Si confermava in ogni caso la tesi espressa dalla Arendt ne “La banalità del male”: è molto facile disumanizzare una persona che non lotta e non si difende; e basta un contesto facilitante per far crollare miseramente il nostro senso morale. Infatti, nel momento in cui, alla fine della performance, l’artista recupera la propria volontà e comincia a camminare per la sala, nessuno ha più il coraggio di guardarla: l’oggetto è ridiventato persona.

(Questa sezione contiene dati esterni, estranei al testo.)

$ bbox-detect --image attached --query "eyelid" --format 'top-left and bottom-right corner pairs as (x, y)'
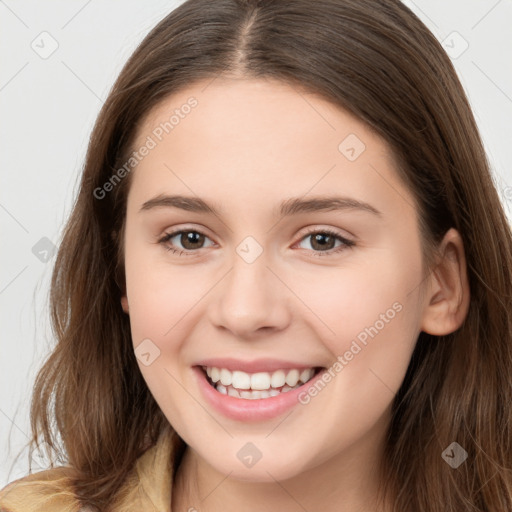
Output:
(157, 225), (356, 256)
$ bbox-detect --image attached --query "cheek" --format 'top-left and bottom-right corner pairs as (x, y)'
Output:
(295, 251), (421, 380)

Questa performance mirava chiaramente alla provocazione e alla destabilizzazione del pubblico; a questi era di fatto negato ogni atteggiamento di estetico distacco, ma anzi gli si chiedeva implicitamente di farsi carico di un’esperienza etica oltre che estetica, interpellando la libertà e la responsabilità dei partecipanti. Tuttavia, se il fine era soprattutto quello, da parte dell’artista, di mettere alla prova la propria resistenza e di saggiare l’esperienza del limite a partire dal corpo, se nulla fosse successo la performance sarebbe stata un fallimento. Quella esperienza artistica, in un certo senso, aveva in se stessa la propria vocazione al rito sacrificale. La performance ha acquisito significato perché ha avuto quell’evoluzione violenta; in un altro contesto, in cui non si fosse innescata alcuna escalation collettiva, probabilmente si sarebbe ascritto l’esito al potere di autocontrollo dell’ipocrisia borghese.
Concludendo, mi sento di ipotizzare che, dopo tutto, quell’evoluzione era l’unica in grado di dare senso a un evento artistico che aveva quelle premesse e quelle finalità.